Aanbevolen wordt elektrodedraad met een diameter van 1-2 mm voor deze posities te gebruiken, omdat anders de lasbadafmeting te groot wordt om gemakkelijk te kunnen worden bediend. Bead-maat is ook meestal klein in deze posities. Lassen met een verticale laag wordt meestal gebruikt voor het lassen van plaatmetaal in de verticale positie, terwijl de verticale laspositie populairder is bij het lassen van de omtreksverbindingen in pijpen.

Variabele # 7. Elektrodengrootte:

Elke elektrode draadmaat heeft een verwerkbare limiet waarbinnen deze effectief kan worden gebruikt. Lasstroom lager dan het optimale bereik resulteert in een gebrek aan fusie en een hogere stroom resulteert in toegenomen spatten, porositeit en een slecht kraaluiterlijk.

De elektrodeafmetingen beïnvloeden ook de penetratie en lasbreedte doordat dezelfde draad met dezelfde diameter een diepere penetratie geeft, terwijl bredere kogels met ondiepe penetratie worden verkregen met draden met een grotere diameter.

Over het algemeen is er echter een tendens om draden met een kleinere diameter te gebruiken vanwege de volgende redenen:

(i) Snelle booglengteaanpassing,

(ii) Spray-modus van metaaloverdracht,

(iii) Gemakkelijk te spoolen, en

(iv) Hogere depositie-efficiëntie.

Wanneer de booglengte wordt gewijzigd als gevolg van een onbedoelde verandering in de positie van de hand van de lasser of een verandering in de draadaanvoersnelheid, leidt dit tot een verandering in boogspanning voor zover de daling van de kolom verandert, zoals weergegeven in Fig. 10.8.

De in-boogspanning leidt tot de verandering in boogstroom zoals getoond in Fig. 10.9. Het is duidelijk

dat deze verandering in boogstroom veel meer is voor een krachtbron met een platte VI-karakteristiek dan die voor een afhangende VI-karakteristiek.

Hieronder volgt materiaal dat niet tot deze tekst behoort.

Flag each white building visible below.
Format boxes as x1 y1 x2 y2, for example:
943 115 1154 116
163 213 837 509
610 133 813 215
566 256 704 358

De smelt- of verversingssnelheid van een elektrode is nu afhankelijk van de getrokken lasstroom, zoals weergegeven in afbeelding 10.10, die ook laat zien dat hoe dunner de elektrodedraad breder is in het bereik van de draadtoevoersnelheid die hij dekt. Met andere woorden, voor gelijke stroomverandering is de verandering in afvalsnelheid veel meer voor dunne dan dikke draden, wat verklaart waarom de booglengte sneller wordt gecorrigeerd voor dunne draden dan voor dikke draden.

Voor dezelfde lasstroom is de stroomdichtheid die wordt bereikt voor een dunne draad veel hoger dan die voor een dikke draad, zoals weergegeven in Fig. 10.11. Het gecombineerde effect van boogspanning (of booglengte) en stroom op de modus van metaaloverdracht wordt getoond in Fig. 10.12.

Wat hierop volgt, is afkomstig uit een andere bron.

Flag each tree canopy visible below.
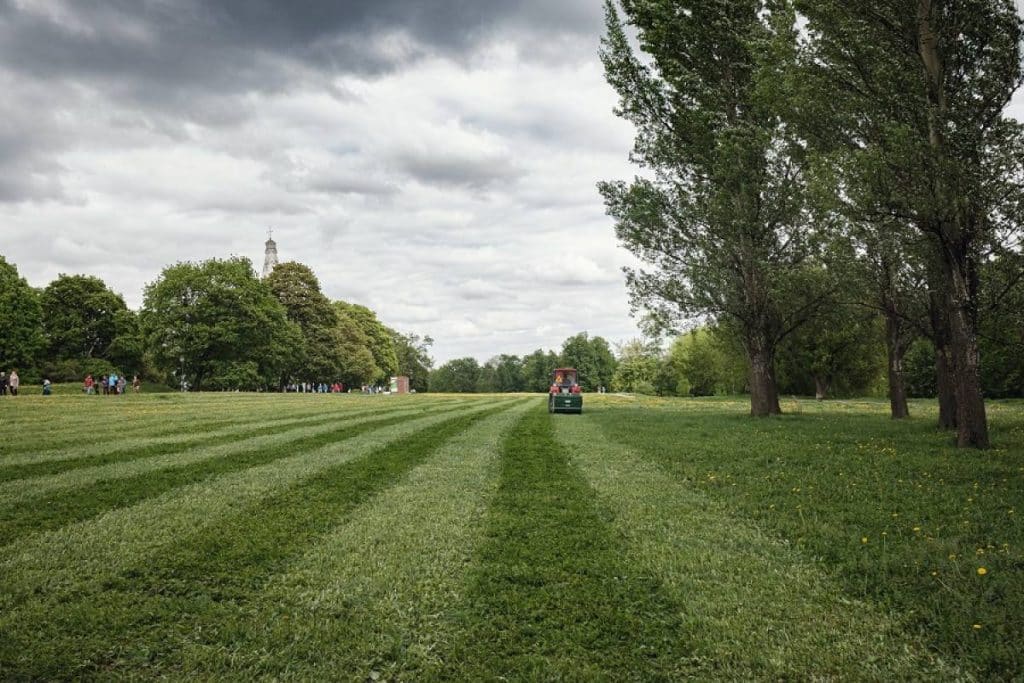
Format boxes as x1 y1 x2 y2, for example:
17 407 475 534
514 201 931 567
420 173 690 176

Het voor de hand liggende resultaat is dat de spuitmodus van metaaloverdracht kan worden bereikt bij veel lagere stroom en met een vermogensbron met een lagere stroomcapaciteit. Dit leidt tot verbeterde controle bij positielassen en lassen van betere kwaliteit.

Hoewel de bovenstaande bespreking als algemene regel geldt, maar om een ​​volledig beeld te krijgen van de wijze van metaaloverdracht, is het essentieel om het effect van het beschermgas op het materiaal van de voedingsdraad te kennen. Bijvoorbeeld, ondanks de beste inspanningen met zo dun mogelijke draad is het bijna onmogelijk om een ​​spuitmodus van metaaloverdracht met CO 2 als beschermgas te krijgen.

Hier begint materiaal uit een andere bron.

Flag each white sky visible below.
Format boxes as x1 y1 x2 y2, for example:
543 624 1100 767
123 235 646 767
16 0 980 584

Het aantal druppels dat wordt overgebracht van de elektrodedraad naar het smeltbad, ook wel druppeloverdrachtsfrequentie genoemd, bepaalt vaak de vorm en kwaliteit van de las; minder dan 20 druppels per seconde worden meestal als onbevredigend beschouwd. Fig. 10.13 toont het effect van enkele van de veel gebruikte gas-metaalcombinaties op druppeloverdrachtsfrequentie in GMAW.

De efficiëntie van de afzetting van het GMAW-proces verbetert ook door het gebruik van dunnere draden, zoals wordt getoond in Fig. 10.14. De curves geven specifiek de prestaties weer van GMAW met behulp van CO 2 als beschermgas.

Dunnere draden zijn ook gemakkelijk te spoelen en te hanteren, hoewel de draadaanvoersnelheid aanzienlijk toeneemt met de afname van de draaddiameter.

Ondanks een aantal voordelen van het gebruik van dunne draden moet in gedachten worden gehouden dat het voedingsprobleem aanzienlijk toeneemt met de afname van de diameter en dat het bereik van de lasstroom waarover een draad kan worden gebruikt, versmalt. Ook draden met een kleinere diameter zijn duurder op basis van het gewicht. Voor elke toepassing is er dus een bepaalde draadmaat die minimale kostende lassen geeft.